It seems that Winter Storm Juno was not as bad as predicted, at least here in NYC; but we do have a lot of snow! And of course, snow means snow days, and snow days mean playing in the snow. And when we are done freezing in the snow, we warm up with cocoa and books about snow of course! I have written about many wintery, snowy books in the past including my winter list from 2013 and one of my new favorite snow books by Jonathan Bean from last year. But today, for this Let’s Read Three series, I bring three vintage books about the anticipation, excitement, and joy of snow.
An added bonus in each of these, that I didn’t originally intend, is that they all feature sledding! The third book, I am of course cheating a bit as I only intend to feature the first story, “Down the Hill.” But it counts as a story, and is just the right length for a cozy reading with these other two. Let’s read three books about winter and snow!
1. The Poky Little Puppy’s Wonderful Winter Day by Jean Chandler, 1982
Most people are probably familiar with The Poky Little Puppy created in 1942 by Janette Sebring Lowrey and Gustaf Tenggren. His is a classic story, created as one of the first twelve Little Golden Books from Simon and Schuster. This sequel of sorts is amongst the many recreations of him, oddly not done by his original creators. Jean Chandler had a hand in several Poky Little Puppy books through the 80s and I think she did a pretty marvelous job of keeping to the original Tenggren style and feel from the 40s.

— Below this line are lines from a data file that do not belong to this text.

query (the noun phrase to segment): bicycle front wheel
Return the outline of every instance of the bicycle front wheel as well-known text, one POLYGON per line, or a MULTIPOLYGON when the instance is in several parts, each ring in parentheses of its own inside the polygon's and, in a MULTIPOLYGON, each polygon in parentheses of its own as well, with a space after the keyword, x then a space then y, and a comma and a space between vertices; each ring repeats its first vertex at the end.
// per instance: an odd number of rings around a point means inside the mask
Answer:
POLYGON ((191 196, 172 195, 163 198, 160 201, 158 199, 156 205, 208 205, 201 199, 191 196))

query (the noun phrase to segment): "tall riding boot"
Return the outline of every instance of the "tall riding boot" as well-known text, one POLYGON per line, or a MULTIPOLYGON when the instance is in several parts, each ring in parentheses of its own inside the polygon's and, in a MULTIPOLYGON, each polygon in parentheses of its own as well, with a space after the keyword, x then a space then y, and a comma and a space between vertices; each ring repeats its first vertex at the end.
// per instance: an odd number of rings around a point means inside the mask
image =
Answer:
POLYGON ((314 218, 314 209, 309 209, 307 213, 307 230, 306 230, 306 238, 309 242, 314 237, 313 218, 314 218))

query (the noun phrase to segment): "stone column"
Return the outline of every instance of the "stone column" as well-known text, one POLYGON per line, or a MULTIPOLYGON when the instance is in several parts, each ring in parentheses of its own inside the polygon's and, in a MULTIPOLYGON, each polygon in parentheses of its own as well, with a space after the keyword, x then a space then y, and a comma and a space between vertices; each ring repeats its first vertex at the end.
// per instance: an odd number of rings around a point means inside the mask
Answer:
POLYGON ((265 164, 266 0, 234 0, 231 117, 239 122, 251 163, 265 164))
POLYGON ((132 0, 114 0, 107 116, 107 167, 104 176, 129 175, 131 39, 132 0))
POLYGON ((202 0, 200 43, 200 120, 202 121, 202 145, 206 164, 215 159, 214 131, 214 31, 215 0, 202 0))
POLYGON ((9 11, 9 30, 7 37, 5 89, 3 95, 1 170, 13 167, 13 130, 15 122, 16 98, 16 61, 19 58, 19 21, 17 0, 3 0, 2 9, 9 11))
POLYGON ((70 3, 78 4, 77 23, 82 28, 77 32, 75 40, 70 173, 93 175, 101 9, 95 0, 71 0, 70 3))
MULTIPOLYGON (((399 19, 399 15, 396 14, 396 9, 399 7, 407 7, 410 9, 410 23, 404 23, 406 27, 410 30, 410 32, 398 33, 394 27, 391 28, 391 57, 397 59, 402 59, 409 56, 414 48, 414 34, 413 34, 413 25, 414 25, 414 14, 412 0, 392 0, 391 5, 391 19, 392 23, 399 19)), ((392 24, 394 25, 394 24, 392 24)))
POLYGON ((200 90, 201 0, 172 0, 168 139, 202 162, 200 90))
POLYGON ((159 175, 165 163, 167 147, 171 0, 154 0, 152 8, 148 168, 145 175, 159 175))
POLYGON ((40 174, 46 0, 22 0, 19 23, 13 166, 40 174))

In this wintery day story, the Poky Little Puppy does his best to keep up with his siblings, but keeps getting sidetrack by all the great fun snow tends to bring. Snow angels, snowball fights, sledding and more make this puppy have one lovely winter day and actually too tired to even finish his supper. We love this book around here as it is from my husband’s childhood and it is a smaller sized Little Golden Book, perfect for little hands to tote around.
2. Geraldine’s Big Snow by Holly Keller, 1988.
I became aware of Geraldine the pig stories a few months ago when I discovered them at a used bookstore. These delightful books from the 80s feature an adorable, cartoon pig with a near-perfect mimic of toddler antics and personality. Holly Keller’s watercolors are lovely with their simple, flat design and surprisingly bold colors and I am in love with her palette choices, especially in how she accents the pink of Geraldine with surrounding colors.
In Geraldine’s Big Snow, the majority of the book is actually spent on waiting for the snow to arrive. Similar to Bean’s recent book, the anticipation is the theme and is almost too much to bear. Geraldine waits and waits, visits with every neighbor in sight to learn how they are preparing for it, and then waits some more. When it finally does arrive, her sledding fun begins. I just love how the book ends with her sledding off into the white! We always add a little “Whee!” to the ending.
3. “Down the Hill” from Frog and Toad All Year by Arnold Lobel, 1976.
This is a classic Frog and Toad story, yet a bit more active and thrilling. Arnold Lobel’s characters are so charming and endearing. While I intend for you to just read this one story for the grouping, I have no doubt you’ll get coerced into reading the other four in the book as well!
Frog, being the adventurous one, wants to enjoy the winter weather; while Toad desires to stay warm in bed. Frog practically forces Toad out of bed, into snow clothes, and outside with the intention of riding his sled down the big hill. Toad remains reluctant throughout, although is comforted by the fact that Frog will be with him. Unfortunately, just as Toad is enjoying himself and the ride, Frog is knocked off and the ride turns sour. The hilarious story ends with one of many quotable lines, “Winter may be beautiful, but bed is much better.” I concur, dear Toad.
I hope you are enjoying some wintery fun with or without snow. We have plenty to go around here! Stay warm and read up and let me know what other cold-weather books are circulating!